Why do we perspire?

Definition of perspiration

  • Perspiring is a normal physiological phenomenon and helps to control the body's temperature, maintaining it at constant temperature of approximately 37°C.
  • Perspiration allows the body to cool.
  • Sweating helps the body regulate its temperature. Sweat is produced by the sudoriferous glands.
  • During physical activity or hot temperatures the body's temperature increases. The body reacts in order to lower its temperature by producing sweat, which will evaporate after.

Sudoriferous glands

  • The body contains from 2 to 4 million sudoriferous glands, which are distributed over the entire skin surface.
  • The sudoriferous glands allow the body to evacuate the excess of heat by producing sweat: the evaporation of sweat gets rid of body heat.
  • Their numbers vary from one part of the body to another.

Localisation of the sudoriferous glands

  • The majority of sudoriferous glands are on the soles of the feet, the palms of the hands, the groin and the armpits.
  • They are ten times more present at the level of the feet and the hands than in the back.

Quantity of produced sweat

  • Sudoriferous glands produce approximately 1 litre of sweat per day.
  • During excessive sweating, production can reach or even exceed 10 litres per day. Hyperhydrosis is a condition that causes excessive sweating.


  • Let us take the example of increased physical activity: heat accumulates thus increases the temperature of the body.
  • In order not to exceed a constant temperature of 37 degrees, perspiration regulates the body.
  • During thermoregulation, sweat coming from the sudoriferous glands evaporates via the pores of the skin.

Perspiration and smell

  • The sweat secreted by the sudoriferous glands is odourless.
  • The bad smells of perspiration, which are sometimes offensive, come from the presence of bacteria on the skin surface, which are nourished by perspiration.

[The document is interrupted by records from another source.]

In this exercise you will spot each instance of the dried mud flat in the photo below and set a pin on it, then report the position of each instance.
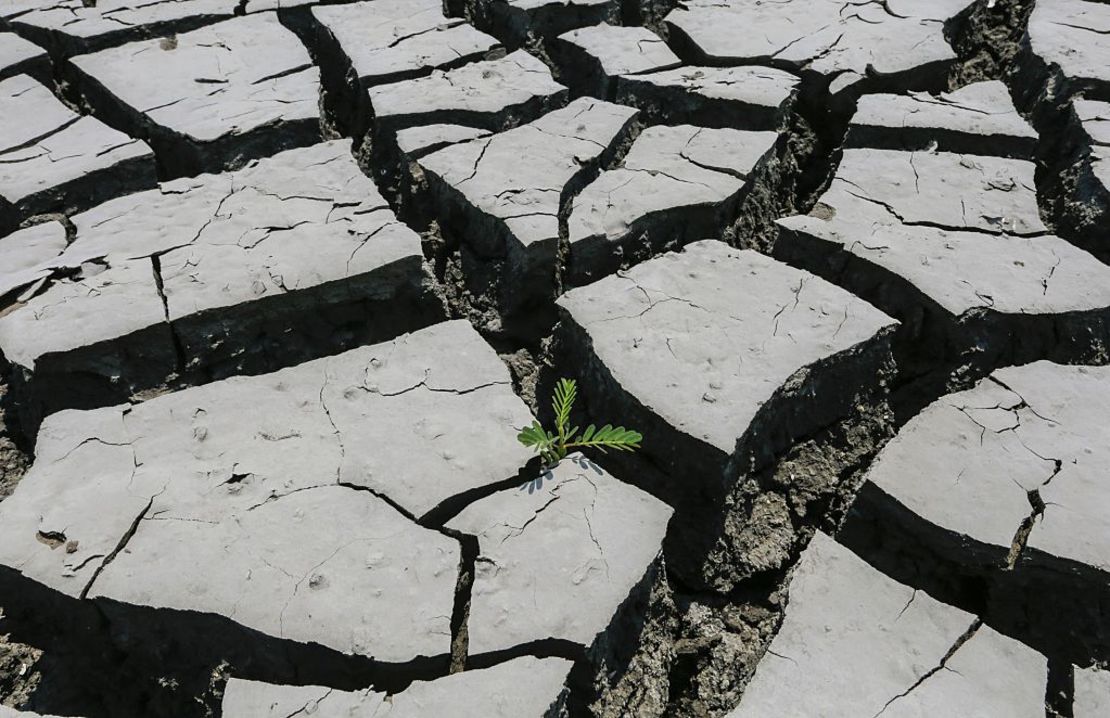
(279, 282)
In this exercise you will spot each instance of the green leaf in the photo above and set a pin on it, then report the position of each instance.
(608, 436)
(566, 391)
(536, 437)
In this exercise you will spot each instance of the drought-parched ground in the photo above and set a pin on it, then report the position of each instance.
(281, 281)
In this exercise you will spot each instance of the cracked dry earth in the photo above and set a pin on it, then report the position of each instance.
(280, 281)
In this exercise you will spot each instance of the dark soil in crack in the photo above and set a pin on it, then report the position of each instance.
(13, 461)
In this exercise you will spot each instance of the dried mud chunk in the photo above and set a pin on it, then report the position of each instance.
(675, 185)
(921, 234)
(491, 94)
(1066, 48)
(520, 687)
(246, 498)
(595, 56)
(212, 99)
(977, 119)
(848, 42)
(391, 40)
(577, 537)
(522, 21)
(61, 162)
(724, 356)
(508, 210)
(856, 643)
(744, 98)
(284, 260)
(20, 57)
(1008, 473)
(71, 27)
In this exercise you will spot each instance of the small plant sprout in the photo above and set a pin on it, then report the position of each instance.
(553, 446)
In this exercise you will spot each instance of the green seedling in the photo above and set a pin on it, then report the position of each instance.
(553, 446)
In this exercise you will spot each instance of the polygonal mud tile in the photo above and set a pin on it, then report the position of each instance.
(856, 643)
(594, 57)
(723, 356)
(288, 259)
(391, 40)
(523, 21)
(954, 246)
(745, 98)
(61, 162)
(977, 119)
(27, 256)
(1087, 182)
(491, 94)
(557, 560)
(520, 687)
(940, 190)
(20, 57)
(889, 43)
(1065, 49)
(676, 184)
(212, 98)
(508, 210)
(1092, 693)
(72, 27)
(1009, 473)
(416, 142)
(272, 501)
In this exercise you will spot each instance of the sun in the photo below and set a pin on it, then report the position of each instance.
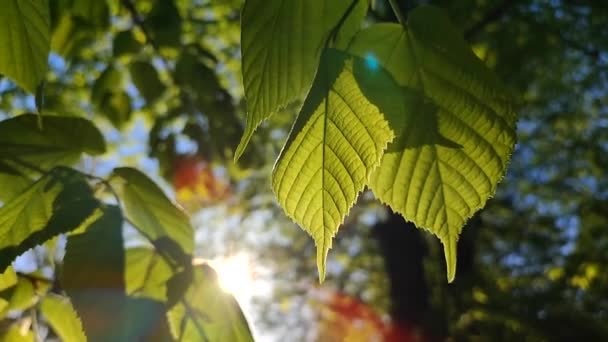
(235, 275)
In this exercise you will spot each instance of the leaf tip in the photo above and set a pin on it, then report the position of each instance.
(242, 144)
(322, 262)
(449, 249)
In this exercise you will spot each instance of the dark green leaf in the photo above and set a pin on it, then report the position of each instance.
(24, 41)
(94, 280)
(145, 77)
(125, 44)
(154, 215)
(164, 22)
(147, 273)
(62, 318)
(59, 202)
(60, 140)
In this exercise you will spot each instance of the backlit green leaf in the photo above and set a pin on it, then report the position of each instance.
(281, 47)
(61, 141)
(57, 203)
(454, 123)
(334, 146)
(147, 273)
(18, 332)
(62, 318)
(145, 77)
(24, 41)
(94, 280)
(206, 312)
(154, 215)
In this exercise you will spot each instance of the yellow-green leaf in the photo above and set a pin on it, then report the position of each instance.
(57, 203)
(454, 125)
(24, 41)
(334, 146)
(281, 46)
(154, 215)
(62, 318)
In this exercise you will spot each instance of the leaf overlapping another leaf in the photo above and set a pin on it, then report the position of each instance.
(455, 125)
(25, 41)
(57, 203)
(58, 141)
(335, 144)
(281, 47)
(206, 312)
(94, 279)
(62, 318)
(154, 215)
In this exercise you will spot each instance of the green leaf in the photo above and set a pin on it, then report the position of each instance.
(22, 296)
(25, 41)
(335, 144)
(154, 215)
(147, 273)
(164, 23)
(125, 44)
(57, 203)
(62, 318)
(206, 312)
(145, 77)
(454, 123)
(109, 97)
(60, 141)
(281, 47)
(13, 180)
(18, 332)
(8, 278)
(94, 280)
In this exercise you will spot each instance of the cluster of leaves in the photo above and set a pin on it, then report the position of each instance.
(406, 109)
(116, 292)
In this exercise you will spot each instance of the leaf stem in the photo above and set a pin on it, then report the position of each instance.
(397, 11)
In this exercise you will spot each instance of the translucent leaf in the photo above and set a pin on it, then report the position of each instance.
(13, 180)
(281, 47)
(454, 123)
(57, 203)
(125, 44)
(58, 141)
(147, 273)
(94, 280)
(164, 23)
(62, 318)
(154, 215)
(206, 312)
(21, 297)
(25, 41)
(334, 146)
(145, 77)
(8, 278)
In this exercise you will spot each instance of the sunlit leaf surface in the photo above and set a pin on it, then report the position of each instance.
(454, 123)
(281, 47)
(24, 41)
(335, 144)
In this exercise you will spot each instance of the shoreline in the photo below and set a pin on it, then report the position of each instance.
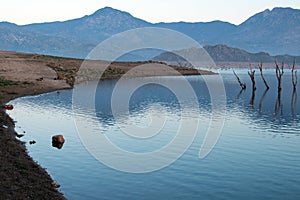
(29, 74)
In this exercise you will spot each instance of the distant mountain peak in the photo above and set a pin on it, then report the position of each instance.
(108, 11)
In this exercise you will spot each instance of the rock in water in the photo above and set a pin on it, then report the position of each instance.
(58, 141)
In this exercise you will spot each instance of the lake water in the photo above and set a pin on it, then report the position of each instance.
(256, 157)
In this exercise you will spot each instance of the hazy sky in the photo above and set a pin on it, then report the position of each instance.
(234, 11)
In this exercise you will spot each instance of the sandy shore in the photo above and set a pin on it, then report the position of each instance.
(29, 74)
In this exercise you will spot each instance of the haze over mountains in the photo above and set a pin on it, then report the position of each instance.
(276, 32)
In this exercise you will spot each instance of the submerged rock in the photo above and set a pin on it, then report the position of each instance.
(58, 141)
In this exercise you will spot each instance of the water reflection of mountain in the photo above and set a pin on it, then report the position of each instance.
(264, 109)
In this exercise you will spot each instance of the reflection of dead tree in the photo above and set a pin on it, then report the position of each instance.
(243, 85)
(262, 99)
(294, 75)
(262, 76)
(278, 105)
(279, 73)
(251, 74)
(294, 101)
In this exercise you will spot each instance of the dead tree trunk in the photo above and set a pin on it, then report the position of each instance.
(279, 73)
(251, 74)
(294, 75)
(262, 100)
(262, 76)
(243, 85)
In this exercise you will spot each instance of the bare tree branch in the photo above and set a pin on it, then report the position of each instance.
(243, 85)
(279, 73)
(262, 76)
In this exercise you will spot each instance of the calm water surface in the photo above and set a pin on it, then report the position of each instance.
(256, 157)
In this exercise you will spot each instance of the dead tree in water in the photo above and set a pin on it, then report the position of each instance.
(243, 85)
(262, 76)
(279, 73)
(294, 75)
(251, 74)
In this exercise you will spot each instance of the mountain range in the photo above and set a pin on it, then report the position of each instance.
(275, 31)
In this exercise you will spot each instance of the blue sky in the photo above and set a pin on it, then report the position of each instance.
(234, 11)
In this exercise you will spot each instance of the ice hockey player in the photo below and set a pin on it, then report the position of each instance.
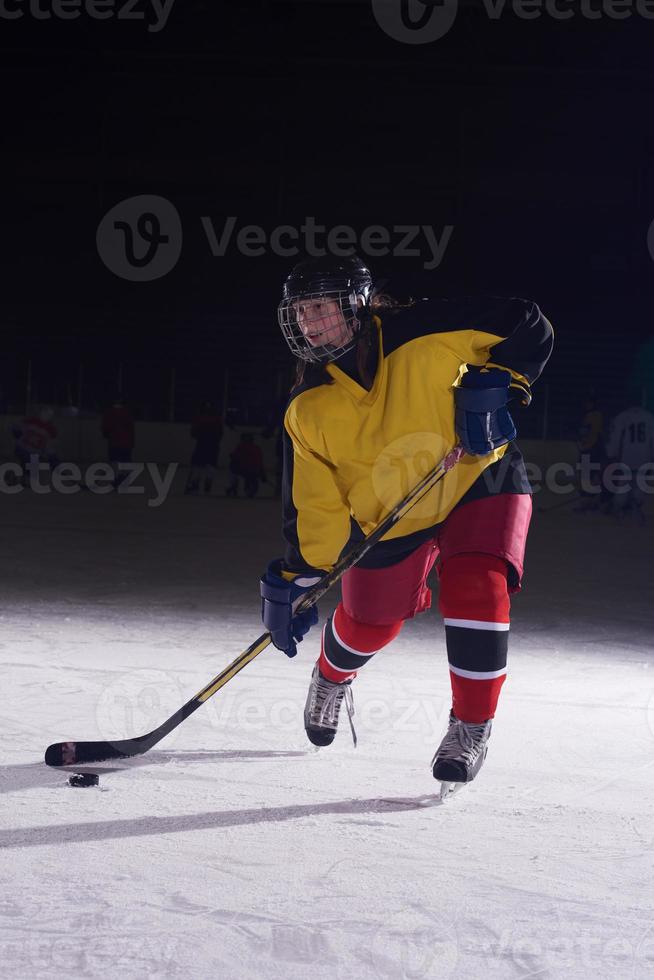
(631, 442)
(385, 388)
(36, 439)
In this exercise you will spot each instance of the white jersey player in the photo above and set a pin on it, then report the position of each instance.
(631, 438)
(631, 441)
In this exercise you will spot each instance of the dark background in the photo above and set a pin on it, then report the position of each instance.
(532, 138)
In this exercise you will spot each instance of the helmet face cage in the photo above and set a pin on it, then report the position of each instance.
(318, 314)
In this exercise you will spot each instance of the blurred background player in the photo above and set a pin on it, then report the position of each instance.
(118, 429)
(631, 442)
(36, 439)
(207, 430)
(247, 462)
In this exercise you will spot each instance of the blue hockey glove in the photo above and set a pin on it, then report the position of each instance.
(481, 418)
(279, 599)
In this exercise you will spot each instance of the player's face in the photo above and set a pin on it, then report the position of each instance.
(322, 322)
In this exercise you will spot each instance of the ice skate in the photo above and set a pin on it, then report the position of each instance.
(460, 755)
(323, 706)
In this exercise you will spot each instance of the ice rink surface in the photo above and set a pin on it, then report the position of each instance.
(234, 850)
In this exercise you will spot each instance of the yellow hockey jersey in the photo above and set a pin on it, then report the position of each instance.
(351, 453)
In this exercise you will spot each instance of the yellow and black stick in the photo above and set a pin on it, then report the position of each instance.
(84, 753)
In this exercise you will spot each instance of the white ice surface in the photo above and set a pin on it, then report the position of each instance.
(236, 851)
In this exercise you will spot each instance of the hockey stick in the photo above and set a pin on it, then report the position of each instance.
(78, 753)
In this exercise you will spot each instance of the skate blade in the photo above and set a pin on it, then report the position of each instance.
(449, 790)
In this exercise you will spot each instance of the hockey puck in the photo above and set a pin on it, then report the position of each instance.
(83, 779)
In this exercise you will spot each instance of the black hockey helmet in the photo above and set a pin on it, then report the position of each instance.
(331, 292)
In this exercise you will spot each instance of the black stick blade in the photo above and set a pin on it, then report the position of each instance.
(73, 753)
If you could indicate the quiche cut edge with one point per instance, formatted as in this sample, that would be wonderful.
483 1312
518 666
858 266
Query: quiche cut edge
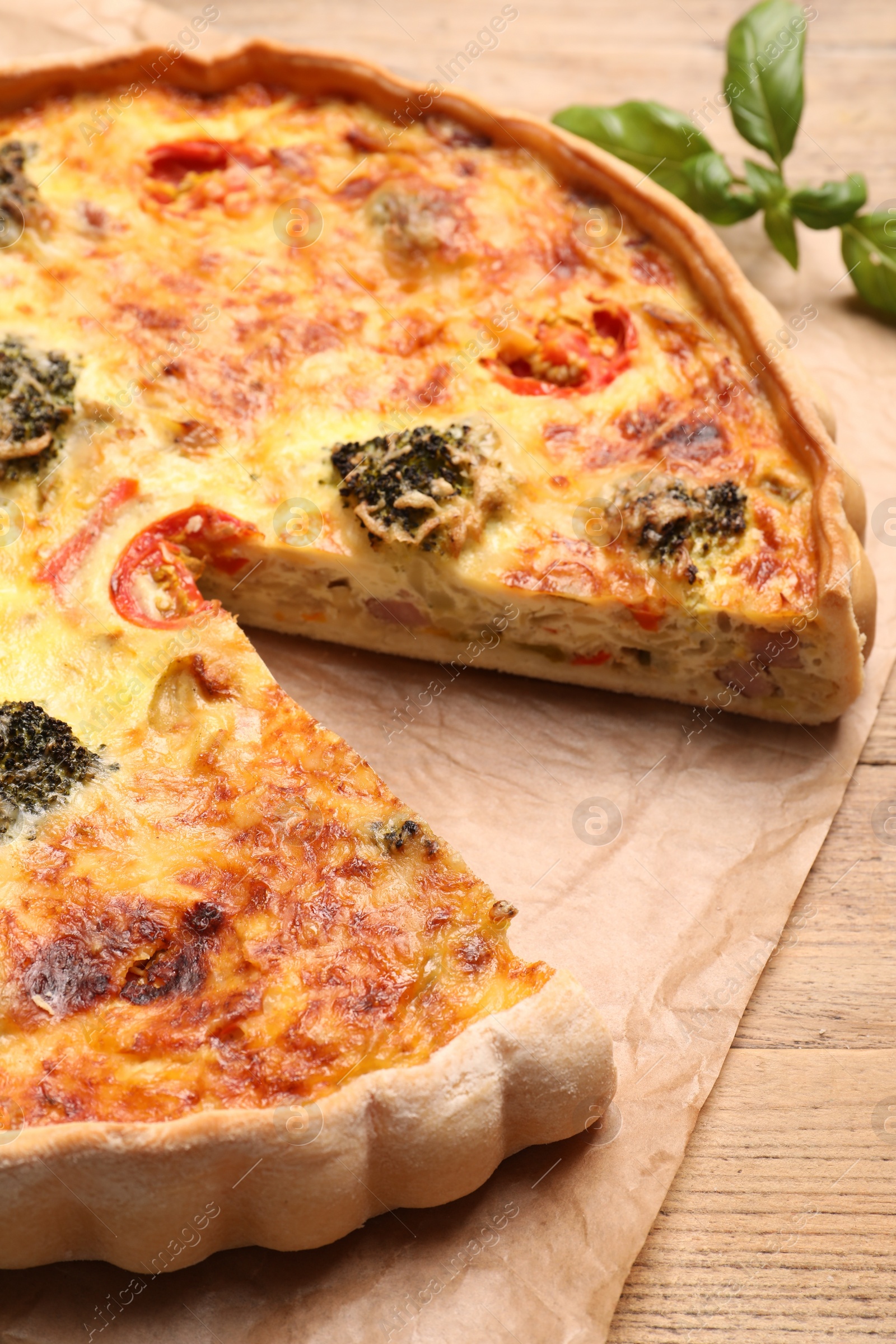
144 1195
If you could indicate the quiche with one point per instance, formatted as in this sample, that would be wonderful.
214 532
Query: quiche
291 342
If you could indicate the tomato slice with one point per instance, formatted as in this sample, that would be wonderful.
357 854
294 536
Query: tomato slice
175 160
66 561
585 360
153 582
591 659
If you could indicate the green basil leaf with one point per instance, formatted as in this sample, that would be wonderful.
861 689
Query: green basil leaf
713 193
870 253
649 136
766 183
832 203
780 226
765 78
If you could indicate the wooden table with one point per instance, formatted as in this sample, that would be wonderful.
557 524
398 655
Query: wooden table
789 1233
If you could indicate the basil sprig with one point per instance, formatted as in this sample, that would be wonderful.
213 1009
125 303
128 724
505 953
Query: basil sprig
763 89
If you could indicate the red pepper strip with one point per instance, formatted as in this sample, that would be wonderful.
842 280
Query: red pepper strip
573 347
175 160
66 561
647 620
159 553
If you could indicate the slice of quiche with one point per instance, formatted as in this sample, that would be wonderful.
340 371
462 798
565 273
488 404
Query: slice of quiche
464 386
226 948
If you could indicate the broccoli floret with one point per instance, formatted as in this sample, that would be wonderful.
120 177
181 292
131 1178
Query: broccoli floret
35 402
423 487
41 763
671 514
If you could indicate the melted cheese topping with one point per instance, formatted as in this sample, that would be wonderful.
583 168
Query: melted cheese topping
241 913
235 361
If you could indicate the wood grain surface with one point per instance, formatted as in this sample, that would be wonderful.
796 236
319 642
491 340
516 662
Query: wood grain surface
781 1224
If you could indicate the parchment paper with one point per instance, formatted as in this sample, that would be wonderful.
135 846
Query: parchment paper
668 926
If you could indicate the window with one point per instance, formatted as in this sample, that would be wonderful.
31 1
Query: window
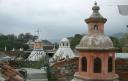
97 65
110 64
84 64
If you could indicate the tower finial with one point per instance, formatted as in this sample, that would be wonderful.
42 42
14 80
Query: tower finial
95 3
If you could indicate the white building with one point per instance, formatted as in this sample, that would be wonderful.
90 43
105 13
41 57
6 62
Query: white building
38 52
64 51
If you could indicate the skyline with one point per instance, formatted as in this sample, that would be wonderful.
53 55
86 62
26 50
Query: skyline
57 18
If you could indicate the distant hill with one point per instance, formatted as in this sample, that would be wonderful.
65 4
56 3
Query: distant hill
118 35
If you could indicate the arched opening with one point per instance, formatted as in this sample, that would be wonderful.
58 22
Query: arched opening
95 27
84 64
110 64
97 65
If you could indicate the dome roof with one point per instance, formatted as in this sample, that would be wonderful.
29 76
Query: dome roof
63 53
37 55
38 40
64 40
95 41
96 16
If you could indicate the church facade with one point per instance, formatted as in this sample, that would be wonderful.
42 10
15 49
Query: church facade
96 51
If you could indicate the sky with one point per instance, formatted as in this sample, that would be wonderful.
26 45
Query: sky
57 18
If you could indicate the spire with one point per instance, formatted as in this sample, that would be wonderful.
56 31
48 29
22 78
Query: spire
95 8
96 16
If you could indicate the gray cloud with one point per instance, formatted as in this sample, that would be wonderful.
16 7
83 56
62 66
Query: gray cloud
57 18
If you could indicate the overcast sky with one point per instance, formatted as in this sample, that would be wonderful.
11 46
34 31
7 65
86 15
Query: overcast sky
57 18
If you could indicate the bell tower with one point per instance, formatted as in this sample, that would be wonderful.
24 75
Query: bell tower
96 51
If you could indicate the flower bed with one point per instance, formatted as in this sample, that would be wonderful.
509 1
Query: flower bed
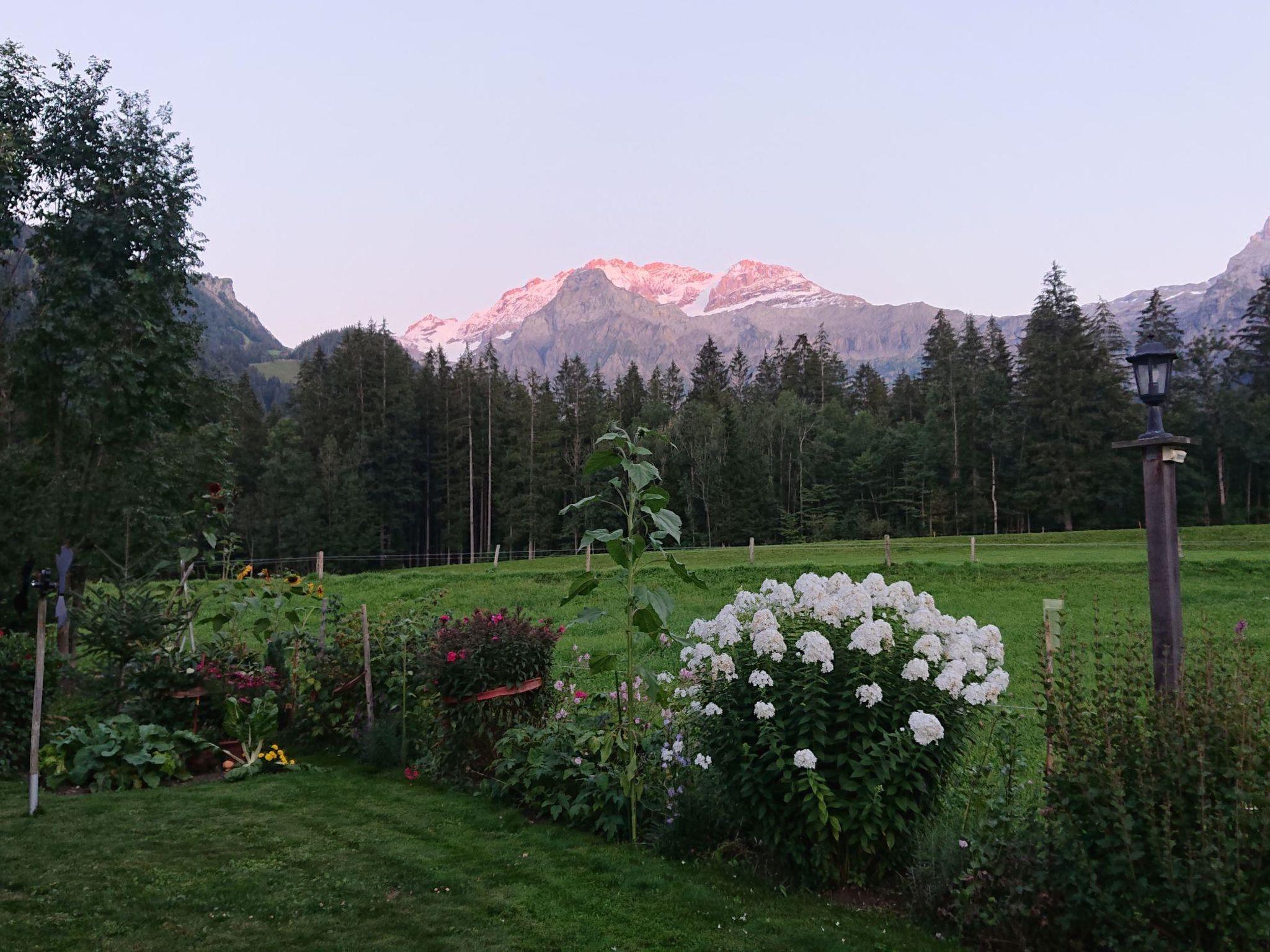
488 671
832 708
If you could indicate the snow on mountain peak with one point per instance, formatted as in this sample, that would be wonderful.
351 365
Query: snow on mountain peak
747 282
691 289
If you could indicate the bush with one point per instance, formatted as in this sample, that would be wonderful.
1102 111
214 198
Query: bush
832 711
470 656
126 620
1160 806
17 689
116 754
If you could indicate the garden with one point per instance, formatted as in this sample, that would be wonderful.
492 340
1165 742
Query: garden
668 751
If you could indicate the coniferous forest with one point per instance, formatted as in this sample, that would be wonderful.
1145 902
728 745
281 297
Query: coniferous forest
379 455
111 428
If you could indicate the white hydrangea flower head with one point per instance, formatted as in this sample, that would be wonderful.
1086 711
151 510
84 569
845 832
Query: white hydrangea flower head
975 695
871 638
929 646
815 649
926 728
723 664
977 663
951 678
778 594
760 678
869 695
917 669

The 2 types of sudoriferous glands

Each sudoriferous gland, located under the skin, is linked to a pore.
It has the form of a long hollow tube composed of cells.

There are 2 types of sudoriferous glands, the eccrine glands and apocrine glands.

Eccrine glands

  • They cover most of the body.
  • They are numerous around the head, the palms of the hand and the plants of the foot.
  • They are functional from the time of birth

Apocrine glands

  • Apocrine glands are not found in all parts of the body.
  • They are located in the groin and underarm areas.
  • They become active from the onset of puberty.